The new privacy guard involves partly joining Facebook's various messaging apps, so that messages to disappear more easily, use encryption and change communication to smaller groups. Zuckerberg described the latter as moving from "a square" to "the digital equivalent of the living room."

Here's the problem: These changes are just tinkering around the edges.

After all, Facebook's business model is built on the opposite side of privacy. It mainly gathers user data so advertisers can target their marketing most effectively.

  Louis Farrakhan, leader of the Nation of Islam, and conspiracy theorist Alex Jones and others, has been banned from Facebook.

AP

Louis Farrakhan, leader of the Nation of Islam, and conspiracy theorist Alex Jones and others, have been banned from Facebook.

Although it cloyingly describes itself as a place for people to connect, Facebook in its dark heart is all about selling its own users to advertisers.

These privacy changes don't take any of it, said McNamee, a former Zuckerberg advisor and the author of Zucked: Waking Up to the Facebook Catastrophe .

Of course, Facebook has a number of other problems. Because of its enormous reach, it should recognize itself as a great media company – one who needs to accept responsibility for that role. Facebook took a step in that direction last week by banning hatemongers like Alex Jones of Infowars from the platform.

Regardless of Facebook, there is a financial behemoth, with a market value of over $ 560 billion (NZ $ 845 billion). It is amazing growth for something that started 15 years ago in the Zuckerberg Harvard dormitory.

Currently, Facebook is facing a potential US $ 5b from the Federal Trade Commission to abuse the user's data in the scandal with Cambridge Analytica, a British political consulting firm working for President Donald Trump's 2016 campaign, and accessing user data. (It would be a record score from the FTC, but far from devastating for the company, given the depth of the pockets.)

Part of that settlement will involve setting up positions with the company to monitor the user's privacy. 19659002] And who will be the top compliance officer?

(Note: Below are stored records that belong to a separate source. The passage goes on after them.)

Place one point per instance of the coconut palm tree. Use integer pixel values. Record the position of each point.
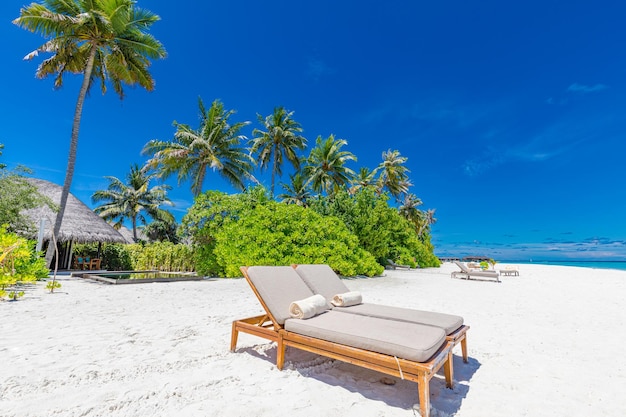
(297, 192)
(279, 141)
(215, 144)
(428, 219)
(326, 168)
(132, 199)
(102, 40)
(364, 178)
(393, 174)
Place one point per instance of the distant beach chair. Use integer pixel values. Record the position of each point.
(467, 273)
(510, 271)
(401, 349)
(321, 279)
(394, 265)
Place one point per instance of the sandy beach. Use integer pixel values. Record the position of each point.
(546, 343)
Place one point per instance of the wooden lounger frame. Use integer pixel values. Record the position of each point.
(266, 326)
(456, 337)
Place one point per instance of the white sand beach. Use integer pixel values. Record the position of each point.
(547, 343)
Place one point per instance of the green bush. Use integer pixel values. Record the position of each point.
(236, 231)
(162, 256)
(19, 264)
(381, 230)
(114, 256)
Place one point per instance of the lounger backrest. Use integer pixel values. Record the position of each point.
(278, 287)
(321, 279)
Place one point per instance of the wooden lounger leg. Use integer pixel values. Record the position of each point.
(280, 352)
(423, 388)
(464, 349)
(233, 337)
(448, 369)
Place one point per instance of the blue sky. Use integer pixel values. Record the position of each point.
(511, 113)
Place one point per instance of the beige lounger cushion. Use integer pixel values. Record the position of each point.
(321, 279)
(278, 286)
(448, 322)
(410, 341)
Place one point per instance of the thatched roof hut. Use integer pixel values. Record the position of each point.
(128, 234)
(80, 223)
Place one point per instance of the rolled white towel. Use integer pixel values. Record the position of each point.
(309, 307)
(347, 299)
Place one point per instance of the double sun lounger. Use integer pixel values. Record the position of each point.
(400, 342)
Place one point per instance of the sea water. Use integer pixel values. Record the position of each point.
(582, 264)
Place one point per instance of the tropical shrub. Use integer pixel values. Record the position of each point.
(19, 264)
(381, 230)
(247, 229)
(162, 256)
(114, 256)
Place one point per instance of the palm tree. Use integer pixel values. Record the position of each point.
(103, 40)
(363, 179)
(279, 141)
(393, 174)
(326, 165)
(410, 211)
(131, 200)
(297, 192)
(428, 219)
(214, 145)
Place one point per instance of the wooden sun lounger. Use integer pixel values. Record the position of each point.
(467, 273)
(323, 280)
(267, 326)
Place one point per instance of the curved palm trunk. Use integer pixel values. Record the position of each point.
(134, 220)
(274, 171)
(71, 160)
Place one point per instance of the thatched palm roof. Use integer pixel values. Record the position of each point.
(128, 234)
(80, 223)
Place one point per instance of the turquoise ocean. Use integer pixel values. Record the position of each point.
(621, 265)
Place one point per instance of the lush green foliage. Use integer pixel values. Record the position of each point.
(19, 264)
(381, 230)
(162, 256)
(326, 168)
(114, 256)
(280, 140)
(102, 40)
(246, 229)
(216, 144)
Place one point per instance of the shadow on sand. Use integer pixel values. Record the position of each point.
(369, 384)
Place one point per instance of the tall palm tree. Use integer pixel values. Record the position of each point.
(326, 168)
(297, 192)
(393, 174)
(279, 141)
(133, 199)
(428, 219)
(102, 40)
(215, 144)
(410, 211)
(364, 178)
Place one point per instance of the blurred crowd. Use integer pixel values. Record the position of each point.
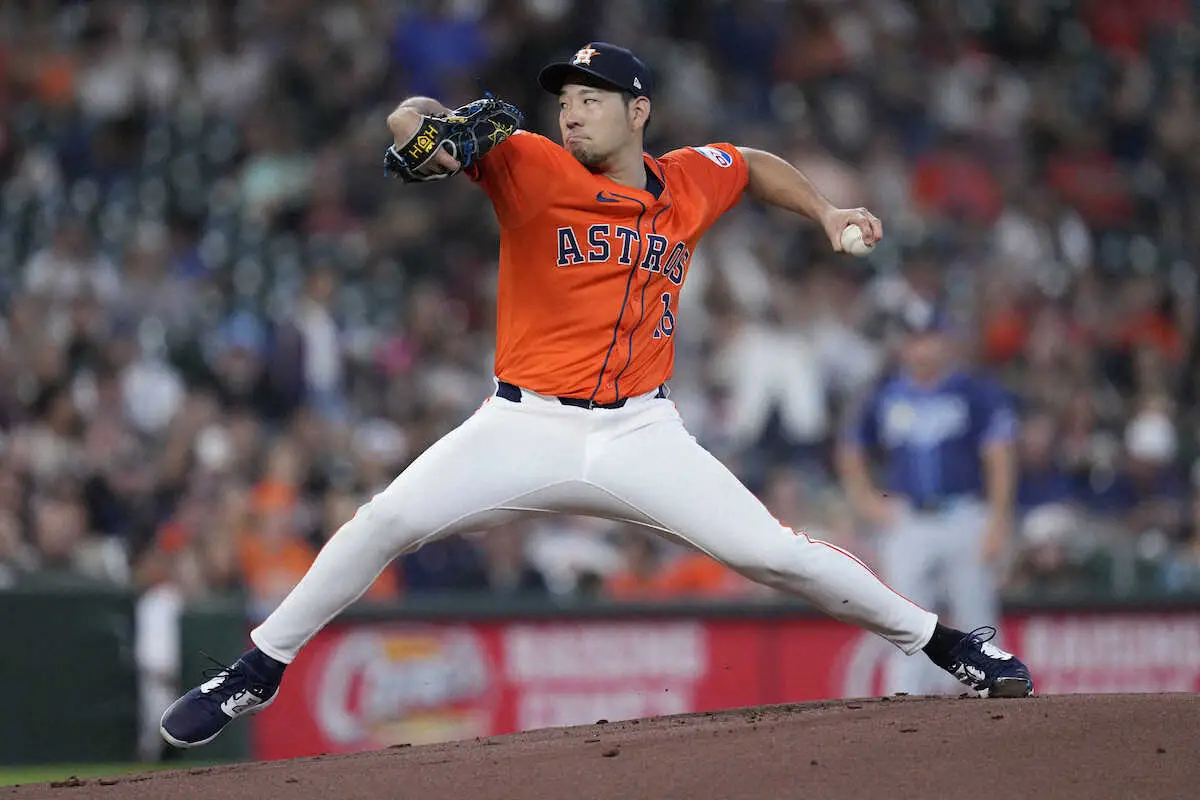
(223, 329)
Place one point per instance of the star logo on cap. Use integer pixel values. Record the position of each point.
(585, 55)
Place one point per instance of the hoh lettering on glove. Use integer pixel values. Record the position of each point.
(439, 146)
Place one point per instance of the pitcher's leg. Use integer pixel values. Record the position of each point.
(676, 486)
(477, 476)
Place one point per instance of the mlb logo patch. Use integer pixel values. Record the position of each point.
(715, 155)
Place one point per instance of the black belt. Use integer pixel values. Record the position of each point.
(513, 392)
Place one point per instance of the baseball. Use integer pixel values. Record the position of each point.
(852, 241)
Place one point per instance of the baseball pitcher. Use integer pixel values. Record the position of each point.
(595, 241)
(945, 518)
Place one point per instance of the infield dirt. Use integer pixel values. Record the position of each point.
(1055, 747)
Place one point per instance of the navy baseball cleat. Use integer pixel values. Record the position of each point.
(246, 686)
(987, 668)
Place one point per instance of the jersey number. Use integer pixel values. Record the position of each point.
(666, 325)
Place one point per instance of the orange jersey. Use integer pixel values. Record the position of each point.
(591, 270)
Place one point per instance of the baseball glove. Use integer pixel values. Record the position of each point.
(467, 133)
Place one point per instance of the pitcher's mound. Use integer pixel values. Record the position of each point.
(1085, 746)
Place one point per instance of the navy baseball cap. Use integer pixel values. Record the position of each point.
(612, 66)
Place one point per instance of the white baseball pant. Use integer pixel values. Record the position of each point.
(937, 559)
(636, 464)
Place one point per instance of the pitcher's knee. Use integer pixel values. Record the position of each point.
(778, 566)
(383, 522)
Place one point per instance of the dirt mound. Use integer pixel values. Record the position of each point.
(1085, 746)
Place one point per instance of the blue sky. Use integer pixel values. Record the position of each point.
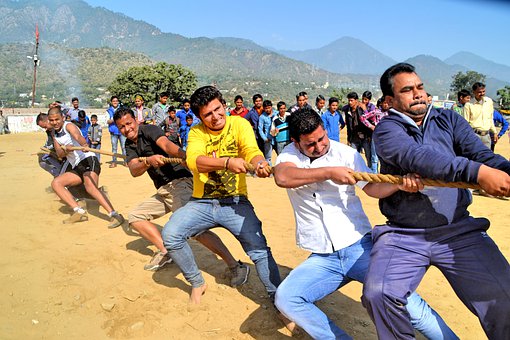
(398, 28)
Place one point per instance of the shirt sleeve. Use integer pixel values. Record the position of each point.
(248, 147)
(130, 151)
(196, 147)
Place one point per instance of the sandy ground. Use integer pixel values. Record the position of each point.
(86, 281)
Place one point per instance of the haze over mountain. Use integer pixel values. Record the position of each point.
(482, 65)
(345, 55)
(234, 64)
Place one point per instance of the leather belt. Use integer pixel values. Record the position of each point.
(481, 132)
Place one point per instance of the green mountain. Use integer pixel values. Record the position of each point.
(473, 62)
(62, 73)
(345, 55)
(83, 48)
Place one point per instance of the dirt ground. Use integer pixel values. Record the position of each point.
(87, 281)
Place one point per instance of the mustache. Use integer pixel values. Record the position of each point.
(418, 102)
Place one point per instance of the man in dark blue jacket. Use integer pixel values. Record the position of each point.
(433, 226)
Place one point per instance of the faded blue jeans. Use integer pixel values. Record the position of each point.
(235, 214)
(115, 139)
(323, 274)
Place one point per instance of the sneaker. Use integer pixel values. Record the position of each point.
(116, 220)
(158, 261)
(76, 217)
(82, 204)
(239, 274)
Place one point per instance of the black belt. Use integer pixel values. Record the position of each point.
(481, 132)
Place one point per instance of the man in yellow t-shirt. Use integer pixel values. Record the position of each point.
(218, 152)
(480, 115)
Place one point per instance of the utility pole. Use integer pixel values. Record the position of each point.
(36, 62)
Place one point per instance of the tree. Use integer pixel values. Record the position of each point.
(462, 81)
(151, 80)
(504, 97)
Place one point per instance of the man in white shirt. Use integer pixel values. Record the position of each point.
(331, 224)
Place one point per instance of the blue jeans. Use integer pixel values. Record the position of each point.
(463, 252)
(268, 151)
(322, 274)
(370, 154)
(236, 214)
(374, 159)
(279, 147)
(115, 139)
(97, 147)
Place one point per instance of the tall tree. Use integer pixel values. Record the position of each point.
(465, 80)
(504, 97)
(150, 80)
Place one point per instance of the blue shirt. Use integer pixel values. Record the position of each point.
(445, 148)
(182, 117)
(498, 118)
(332, 124)
(253, 117)
(264, 127)
(112, 128)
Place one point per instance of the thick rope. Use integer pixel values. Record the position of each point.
(102, 152)
(368, 177)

Absolutely enough, it may end up being Zuckerberg himself, Politico reported last week – the very definition of a conflict of interest.

While government controllers all over the world are struggling to do, and while Facebook is cutting its promises in the platitudes, users will be wise to turn elsewhere for protection:

For themselves.

Quit Facebook is a viable alternative. Celebrities such as Cher and Elon Musk and technical journalists, including Walt Mossberg, have announced that they went away as part of the # DeleteFacebook movement.

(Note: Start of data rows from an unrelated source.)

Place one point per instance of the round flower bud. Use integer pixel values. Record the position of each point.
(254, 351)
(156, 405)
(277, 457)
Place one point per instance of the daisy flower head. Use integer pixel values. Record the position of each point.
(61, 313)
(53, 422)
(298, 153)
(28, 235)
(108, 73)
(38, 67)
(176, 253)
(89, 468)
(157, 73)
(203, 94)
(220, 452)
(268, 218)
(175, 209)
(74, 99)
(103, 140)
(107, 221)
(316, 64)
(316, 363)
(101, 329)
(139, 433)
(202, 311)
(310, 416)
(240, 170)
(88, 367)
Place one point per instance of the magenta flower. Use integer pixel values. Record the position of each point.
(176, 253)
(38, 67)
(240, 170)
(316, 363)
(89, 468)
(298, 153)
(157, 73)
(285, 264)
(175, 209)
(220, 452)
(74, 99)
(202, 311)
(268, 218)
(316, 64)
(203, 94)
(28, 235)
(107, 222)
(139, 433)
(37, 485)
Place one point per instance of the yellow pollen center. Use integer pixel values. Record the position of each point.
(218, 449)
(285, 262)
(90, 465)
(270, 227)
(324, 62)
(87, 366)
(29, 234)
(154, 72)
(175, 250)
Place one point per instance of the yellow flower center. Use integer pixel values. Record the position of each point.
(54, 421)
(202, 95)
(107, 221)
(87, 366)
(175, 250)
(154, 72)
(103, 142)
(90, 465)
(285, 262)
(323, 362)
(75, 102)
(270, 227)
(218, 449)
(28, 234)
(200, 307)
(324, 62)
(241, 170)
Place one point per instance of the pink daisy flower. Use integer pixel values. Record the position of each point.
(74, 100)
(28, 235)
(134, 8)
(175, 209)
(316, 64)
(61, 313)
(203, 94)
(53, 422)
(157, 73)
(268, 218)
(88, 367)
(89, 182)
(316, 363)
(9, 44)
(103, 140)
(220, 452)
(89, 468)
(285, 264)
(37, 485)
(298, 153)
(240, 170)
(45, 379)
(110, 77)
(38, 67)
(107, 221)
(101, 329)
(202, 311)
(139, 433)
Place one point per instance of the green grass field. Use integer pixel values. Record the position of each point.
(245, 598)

Many noncelebrities have followed, but it has not done much of a belly. The social network (which also owns Instagram and WhatsApp) still has 2 billion users worldwide who find it personally useful or necessary for business purposes.

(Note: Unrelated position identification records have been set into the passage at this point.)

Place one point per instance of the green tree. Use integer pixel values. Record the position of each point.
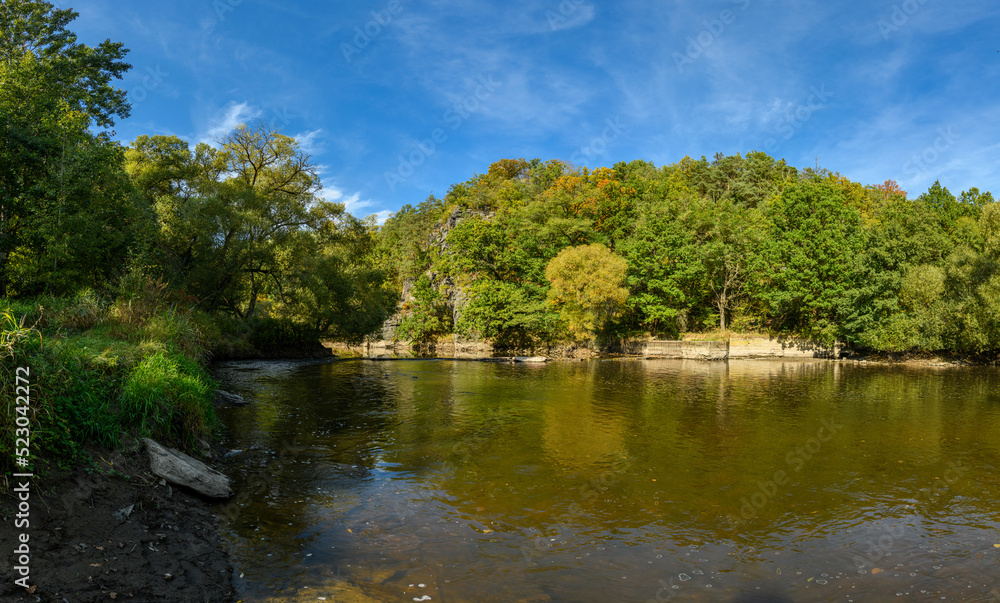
(807, 265)
(587, 285)
(58, 179)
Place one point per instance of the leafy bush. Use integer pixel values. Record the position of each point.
(167, 397)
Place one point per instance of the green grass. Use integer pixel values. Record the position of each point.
(103, 374)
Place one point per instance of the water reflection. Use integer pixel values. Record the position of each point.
(612, 480)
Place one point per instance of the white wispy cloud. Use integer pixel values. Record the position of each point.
(228, 118)
(308, 142)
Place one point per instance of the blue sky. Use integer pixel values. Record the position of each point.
(398, 99)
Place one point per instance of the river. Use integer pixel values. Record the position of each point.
(612, 480)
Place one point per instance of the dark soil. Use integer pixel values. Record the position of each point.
(166, 549)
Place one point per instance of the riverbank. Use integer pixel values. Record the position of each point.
(116, 532)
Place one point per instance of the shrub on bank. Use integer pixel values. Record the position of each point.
(102, 376)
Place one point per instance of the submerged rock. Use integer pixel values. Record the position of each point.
(178, 468)
(224, 398)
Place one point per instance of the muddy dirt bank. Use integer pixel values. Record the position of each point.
(114, 533)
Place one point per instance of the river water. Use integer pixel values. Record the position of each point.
(613, 480)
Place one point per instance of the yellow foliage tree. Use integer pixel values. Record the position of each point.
(587, 286)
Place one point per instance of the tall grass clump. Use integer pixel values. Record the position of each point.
(169, 397)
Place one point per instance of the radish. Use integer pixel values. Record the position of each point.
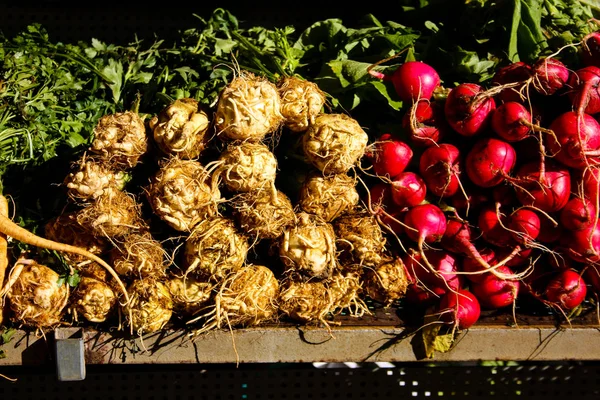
(592, 276)
(426, 123)
(489, 161)
(584, 93)
(473, 268)
(583, 245)
(492, 224)
(457, 239)
(474, 200)
(389, 156)
(408, 190)
(381, 205)
(413, 80)
(439, 166)
(590, 50)
(494, 293)
(427, 284)
(550, 231)
(548, 190)
(468, 109)
(567, 289)
(461, 309)
(425, 223)
(557, 261)
(549, 76)
(513, 73)
(517, 259)
(504, 195)
(524, 225)
(513, 122)
(576, 143)
(578, 214)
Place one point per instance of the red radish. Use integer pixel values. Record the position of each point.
(428, 223)
(534, 284)
(425, 122)
(590, 50)
(515, 260)
(413, 80)
(589, 179)
(583, 90)
(524, 225)
(461, 309)
(471, 264)
(492, 224)
(383, 208)
(557, 261)
(567, 289)
(512, 73)
(494, 293)
(578, 214)
(577, 141)
(489, 162)
(457, 239)
(512, 121)
(440, 166)
(468, 109)
(592, 276)
(550, 231)
(549, 76)
(425, 223)
(408, 189)
(427, 285)
(475, 200)
(504, 195)
(547, 190)
(389, 155)
(583, 245)
(380, 197)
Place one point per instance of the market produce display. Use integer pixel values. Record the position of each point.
(245, 177)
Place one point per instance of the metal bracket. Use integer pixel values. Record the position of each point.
(70, 355)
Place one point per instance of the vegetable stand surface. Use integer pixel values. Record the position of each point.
(116, 88)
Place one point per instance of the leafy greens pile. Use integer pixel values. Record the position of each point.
(53, 93)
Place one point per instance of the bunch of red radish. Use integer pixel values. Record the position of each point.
(493, 191)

In short, there are many that users can do to limit the company's relentless data suction.

MARCIO JOSE SANCHEZ / AP

"I know we don't exactly have the strongest reputation for privacy right now, to put it lightly," said Facebook founder and CEO Mark Zuckerberg.

One example: By manipulating Facebook's privacy settings, you can stop the phone app from constantly tracking your moves and storing this information for years. (Yes, this even happens when you are not actively using the program.)

But you can't achieve it on Facebook's website, noted Todd Haselton from CNBC last week, offering a step-by-step guide to manually turning it off using the phone app .

It's worth checking. I thought I had already followed all the precautions, but I managed to take it a step further and delete my entire location history. It is mildly comforting to know that it is now where it belongs: in the digital vacuum cleaner.

Facebook users who choose not to stop rinsing owe themselves to take these protective measures.

Because so far, governments around the world have not figured out what to do with this gang of digital pirates.